Rabat — Des milliers de militants pro-démocratie ont manifesté au Maroc, hier, pour demander davantage de réformes, deux jours après que les électeurs eurent approuvé la nouvelle Constitution proposée par le roi Mohammed VI.

Les manifestations se voulaient une démonstration de la force du Mouvement du 20-Février, dont les rassemblements organisés au cours des derniers mois ont forcé le roi à amender la Constitution dans le cadre de sa propre réforme démocratique.

L'un des fondateurs du mouvement, Oussama Khlifi, a expliqué que les militants voulaient démontrer leur opposition au référendum et à la Constitution. Le Mouvement du 20-Février, qui rassemble la jeunesse marocaine, les usagers de Facebook et des membres du mouvement islamique, demande plutôt une monarchie constitutionnelle et une véritable lutte contre la corruption, entre autres.

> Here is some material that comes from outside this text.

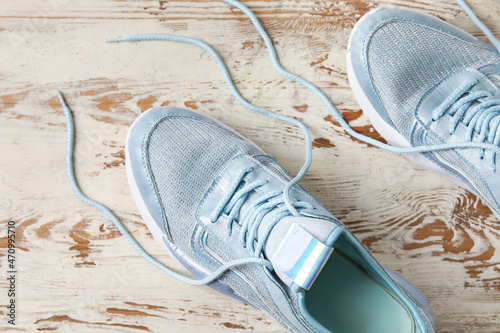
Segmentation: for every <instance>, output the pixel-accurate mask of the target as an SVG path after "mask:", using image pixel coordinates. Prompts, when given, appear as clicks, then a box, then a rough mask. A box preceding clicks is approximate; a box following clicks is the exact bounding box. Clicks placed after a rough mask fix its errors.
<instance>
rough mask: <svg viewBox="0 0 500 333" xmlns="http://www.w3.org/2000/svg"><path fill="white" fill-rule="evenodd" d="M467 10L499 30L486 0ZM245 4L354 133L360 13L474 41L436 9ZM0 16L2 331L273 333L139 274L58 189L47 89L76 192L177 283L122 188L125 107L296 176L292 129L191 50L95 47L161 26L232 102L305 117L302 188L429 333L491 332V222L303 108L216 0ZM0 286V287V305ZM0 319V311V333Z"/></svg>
mask: <svg viewBox="0 0 500 333" xmlns="http://www.w3.org/2000/svg"><path fill="white" fill-rule="evenodd" d="M469 2H470V3H471V5H472V6H473V7H474V9H475V10H476V11H477V14H478V15H479V16H480V17H481V18H482V19H483V20H484V21H485V23H486V24H487V25H489V26H490V27H491V29H492V31H493V32H494V33H496V34H497V35H500V24H498V23H497V22H498V20H497V18H498V17H499V15H500V5H499V4H498V2H497V1H495V0H470V1H469ZM246 4H247V5H248V6H249V7H250V8H252V9H253V10H255V12H256V13H257V14H258V16H259V18H261V19H262V21H263V24H264V26H265V27H266V29H267V30H268V31H269V34H270V36H271V37H272V38H273V40H274V41H275V43H276V44H277V49H278V53H279V55H280V57H281V59H282V62H283V64H284V65H285V67H287V68H288V69H290V70H292V71H294V72H296V73H298V74H300V75H301V76H303V77H305V78H307V79H309V80H310V81H312V82H313V83H315V84H316V85H318V86H319V87H320V88H321V89H322V90H323V91H325V92H326V93H327V94H328V95H329V96H331V98H332V99H333V101H334V102H335V103H336V105H337V106H338V107H339V108H340V110H341V111H342V112H343V114H344V117H345V118H346V119H347V120H348V121H349V122H350V124H351V125H352V126H353V127H355V128H356V130H358V131H363V132H364V133H366V134H370V135H371V136H373V137H375V138H379V136H378V134H377V133H376V132H375V131H374V130H373V128H372V127H371V126H370V124H369V121H368V120H367V118H366V116H364V115H363V113H362V112H361V110H360V108H359V106H358V105H357V103H356V101H355V99H354V97H353V95H352V93H351V91H350V88H349V85H348V81H347V75H346V68H345V55H346V43H347V38H348V36H349V33H350V30H351V28H352V26H353V25H354V24H355V22H356V21H357V19H359V17H361V15H363V14H364V13H366V12H367V11H368V10H370V9H372V8H375V7H377V6H378V5H394V4H398V5H404V6H407V7H412V8H417V9H423V10H426V11H428V12H430V13H432V14H434V15H437V16H439V17H441V18H443V19H445V20H447V21H449V22H451V23H453V24H456V25H457V26H459V27H461V28H463V29H465V30H467V31H469V32H471V33H473V34H474V35H476V36H478V37H480V38H482V39H484V36H483V35H482V34H481V33H480V31H479V29H477V28H476V27H475V26H474V25H473V23H472V22H470V20H469V19H468V18H467V17H466V15H465V14H464V13H463V12H462V11H461V10H460V9H459V7H458V6H457V5H456V4H455V3H454V2H453V1H451V0H439V1H431V0H419V1H410V0H408V1H396V0H387V1H373V2H367V1H360V0H358V1H356V0H347V1H297V0H296V1H279V2H276V1H250V2H246ZM0 17H1V20H0V144H1V150H0V267H1V269H2V271H5V267H6V266H5V265H6V258H5V253H6V247H7V239H6V238H5V230H6V223H7V221H9V220H15V221H16V222H17V231H16V232H17V233H18V235H19V237H20V238H19V239H18V240H19V248H18V253H17V255H18V264H19V272H20V273H19V280H18V290H19V296H18V302H19V313H18V320H19V321H18V325H17V326H16V328H17V330H24V331H34V330H41V331H44V330H54V331H61V332H67V331H71V332H80V331H81V332H88V331H89V330H92V331H97V332H99V331H102V332H108V331H117V332H129V331H132V332H134V331H137V332H141V331H146V332H147V331H151V332H163V331H169V332H178V331H192V332H195V331H200V330H204V331H220V330H231V331H232V330H236V331H243V330H254V331H257V332H263V331H265V332H281V331H282V329H281V328H280V327H279V326H278V325H277V324H276V323H274V321H272V319H270V318H268V317H267V316H266V315H264V314H263V313H261V312H259V311H257V310H255V309H253V308H251V307H249V306H246V305H243V304H241V303H239V302H237V301H234V300H231V299H228V298H227V297H225V296H222V295H219V294H218V293H216V292H214V291H212V290H210V289H209V288H207V287H191V286H188V285H184V284H182V283H180V282H178V281H176V280H173V279H171V278H168V277H166V276H164V275H163V274H161V273H160V272H159V271H158V270H156V269H155V268H153V267H150V265H149V264H147V263H146V262H144V261H143V260H142V259H140V258H139V257H138V255H137V254H136V253H135V252H134V250H133V249H132V248H131V247H130V246H129V245H128V243H127V242H126V241H125V240H124V239H123V237H122V236H121V235H120V234H119V233H118V232H117V231H116V229H115V228H114V226H112V225H111V224H110V222H109V221H108V220H107V219H106V218H105V217H104V216H102V215H101V214H99V213H97V212H96V211H95V210H94V209H92V208H89V207H87V206H85V205H83V204H82V203H81V202H80V201H79V200H78V199H77V198H76V197H75V196H74V195H73V193H72V191H71V189H70V187H69V183H68V181H67V180H66V176H65V171H64V154H65V123H64V117H63V114H62V110H61V107H60V106H59V104H58V102H57V99H56V98H55V97H54V96H55V90H57V89H61V90H63V91H64V92H65V94H66V95H67V96H68V101H69V103H70V104H71V106H72V108H73V110H74V114H75V119H76V127H77V139H76V172H77V176H78V179H79V182H80V184H81V186H82V189H83V190H84V191H85V192H86V193H87V194H88V195H89V196H91V197H93V198H95V199H97V200H99V201H101V202H103V203H104V204H106V205H108V206H109V207H110V208H111V209H112V210H113V211H114V212H116V213H117V214H118V216H119V217H120V218H121V219H122V220H123V222H124V224H125V225H126V226H127V228H128V229H129V230H130V231H131V232H132V233H133V235H134V237H136V238H137V239H138V241H139V242H140V243H141V244H143V245H144V247H145V249H146V250H148V251H149V252H151V253H152V254H153V255H154V256H155V257H157V258H159V259H160V260H161V261H162V262H164V263H165V264H167V265H169V266H171V267H174V268H176V269H179V271H181V270H182V268H180V266H179V265H178V264H177V263H175V262H174V261H173V260H171V259H170V258H169V257H168V256H167V255H165V254H163V252H162V251H161V249H160V248H159V246H157V245H156V243H155V242H154V240H153V239H152V237H151V235H150V233H149V232H148V230H147V228H146V227H145V225H144V224H143V223H142V219H141V217H140V216H139V214H138V212H137V210H136V208H135V206H134V203H133V200H132V198H131V196H130V194H129V190H128V186H127V181H126V176H125V168H124V156H123V155H124V154H123V152H124V140H125V136H126V133H127V130H128V126H129V125H130V124H131V123H132V121H133V120H134V119H135V118H136V117H137V116H138V115H139V114H140V112H141V111H145V110H146V109H148V108H149V107H152V106H160V105H176V106H187V107H191V108H194V109H198V110H200V111H202V112H206V113H207V114H210V115H212V116H214V117H216V118H218V119H219V120H221V121H223V122H225V123H227V124H228V125H229V126H232V127H234V128H235V129H237V130H238V131H239V132H241V133H242V134H244V135H245V136H247V137H248V138H250V139H252V140H253V141H255V142H256V143H257V144H259V145H261V146H262V147H263V148H264V149H265V150H266V151H267V152H269V153H271V154H273V155H275V156H276V157H277V158H278V160H279V161H280V162H281V163H282V164H283V165H284V166H285V167H286V168H287V169H288V170H289V171H290V172H292V173H294V172H297V171H298V170H299V168H300V166H301V164H302V161H303V139H302V136H301V134H300V132H299V131H298V130H297V129H295V128H290V127H289V126H287V125H283V124H281V123H278V122H275V121H270V120H268V119H267V118H263V117H261V116H259V115H254V114H252V113H250V112H248V111H247V110H245V109H244V108H242V107H241V106H240V105H239V104H237V103H236V102H235V100H234V98H233V97H231V96H230V95H229V90H228V89H227V88H226V86H225V83H224V82H223V79H222V76H221V75H220V73H219V71H218V68H217V67H216V65H215V64H214V63H213V61H212V60H211V59H209V57H208V56H207V55H206V54H204V53H203V52H202V51H200V50H198V49H197V48H195V47H193V46H188V45H177V44H168V43H142V44H132V45H126V44H119V45H107V44H105V43H104V39H105V38H108V37H115V36H122V35H126V34H131V33H144V32H163V33H172V34H180V35H187V36H192V37H197V38H201V39H203V40H205V41H207V42H209V43H210V44H211V45H213V46H214V47H215V48H216V49H217V50H219V51H220V52H221V55H222V56H223V57H224V59H226V60H227V64H228V67H229V69H230V71H231V74H232V75H233V76H234V78H235V80H236V82H237V85H238V87H239V88H240V89H241V92H242V93H243V95H244V96H245V97H246V98H248V100H250V101H251V102H253V103H255V104H257V105H259V106H263V107H266V108H268V109H270V110H272V111H275V112H279V113H282V114H285V115H289V116H293V117H296V118H297V119H300V120H303V121H304V122H305V124H306V125H307V126H308V127H309V128H310V129H311V134H312V136H313V139H314V162H313V165H312V167H311V170H310V172H309V173H308V175H307V176H306V178H305V179H304V181H303V185H304V187H306V188H307V189H308V190H309V191H310V192H311V193H313V194H314V195H316V196H317V197H318V199H320V200H321V201H322V202H323V203H324V204H325V206H326V207H327V208H329V209H330V210H331V211H332V212H333V213H334V214H335V215H337V216H338V217H339V219H340V220H341V221H343V222H345V223H346V224H347V225H348V226H349V227H350V229H351V230H352V231H353V232H354V233H355V234H356V235H357V236H358V237H359V238H360V239H362V240H363V242H364V244H365V245H366V246H368V247H369V248H370V250H371V251H373V253H374V254H375V256H376V257H377V258H378V259H379V260H380V261H381V262H382V263H383V264H384V265H386V266H388V267H389V268H391V269H393V270H396V271H398V272H400V273H401V274H403V275H404V276H405V277H407V278H409V279H410V280H411V281H412V282H414V283H415V284H416V285H417V286H418V287H419V288H421V289H422V291H423V292H424V293H425V294H426V295H427V296H428V298H429V299H430V301H431V304H432V306H433V309H434V311H435V315H436V320H437V325H438V330H439V332H473V331H474V332H475V331H481V332H498V331H499V327H500V274H499V273H500V269H499V261H500V255H499V252H500V224H499V223H498V221H497V219H496V218H495V217H494V216H493V215H492V214H491V212H490V211H489V209H488V208H487V207H485V206H484V205H483V204H482V203H481V201H480V200H478V198H477V197H475V196H474V195H472V194H470V193H469V192H467V191H465V190H463V189H460V188H458V187H457V186H455V185H454V184H453V183H451V182H450V181H448V180H446V179H444V178H442V177H440V176H437V175H434V174H432V173H430V172H428V171H425V170H423V169H421V168H419V167H417V166H415V165H414V164H412V163H411V162H409V161H407V160H406V159H405V158H404V157H402V156H396V155H393V154H390V153H387V152H384V151H381V150H378V149H375V148H372V147H368V146H367V145H366V144H362V143H359V142H356V141H353V140H352V139H351V138H350V137H349V136H348V135H346V134H345V133H344V132H343V131H342V130H341V129H340V128H339V127H338V125H337V124H336V123H335V122H334V121H332V118H331V116H330V115H329V113H328V111H327V110H326V108H325V107H324V106H323V105H322V104H321V102H320V101H319V100H318V99H317V98H315V97H314V96H312V95H311V93H310V92H309V91H307V90H305V89H304V88H302V87H300V86H297V85H296V84H294V83H292V82H290V81H288V80H285V79H283V78H282V77H280V76H279V75H277V74H276V73H275V72H274V71H273V70H272V68H271V65H270V62H269V59H268V55H267V50H266V49H265V48H264V45H263V43H262V42H261V41H260V39H259V38H258V35H257V33H256V32H255V31H254V29H253V27H252V26H251V24H250V23H249V21H248V20H247V19H246V18H245V17H244V15H243V14H241V13H240V12H238V11H237V10H233V9H231V8H230V7H229V6H228V5H226V4H224V3H221V2H218V1H159V2H158V1H111V0H108V1H97V0H91V1H85V2H76V1H66V0H59V1H53V2H51V1H39V2H37V1H25V2H19V1H16V0H3V1H2V11H1V13H0ZM278 143H279V145H278ZM6 286H7V284H6V280H5V279H3V278H2V279H1V280H0V289H1V290H2V292H1V294H0V304H2V305H4V304H6V303H5V302H6V300H7V298H6V293H5V292H4V290H6V289H5V287H6ZM5 314H6V311H5V308H1V309H0V318H1V319H0V328H1V330H2V331H3V330H6V329H9V330H12V329H11V328H10V327H8V326H7V325H6V320H4V319H5ZM12 331H14V330H12Z"/></svg>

Le pays d'Afrique du Nord de 32 millions d'habitants est touché par une vague de manifestations pro-démocratie — à l'instar d'autres États du monde arabe — qui dénoncent les salaires trop bas, l'état du système d'éducation et la corruption du gouvernement.

Le roi, qui a accédé au pouvoir en 1999, a affirmé qu'il avait répondu précisément à ces demandes dans sa proposition de Constitution. Le document a été approuvé vendredi par référendum, par 98 % des électeurs, alors que le scrutin a enregistré un taux de participation de 70 %. Des militants ont toutefois nié l'exactitude de ces chiffres.

Selon le militant Fouad Abdelmoumni, les chiffres mis en avant par le gouvernement ont incité d'autres citoyens — qui n'avaient encore jamais manifesté — à sortir dans les rues. Le rassemblement organisé à Rabat, la capitale, a attiré une foule d'environ 2000 personnes, le plus important regroupement depuis plusieurs semaines.

Il a par ailleurs accusé les autorités d'avoir usé de répression policière pour diminuer le nombre de participants aux rassemblements des dernières semaines. M. Abdelmoumni a ajouté que des partisans pro-gouvernement avaient été embauchés pour semer la pagaille avec les autres manifestants.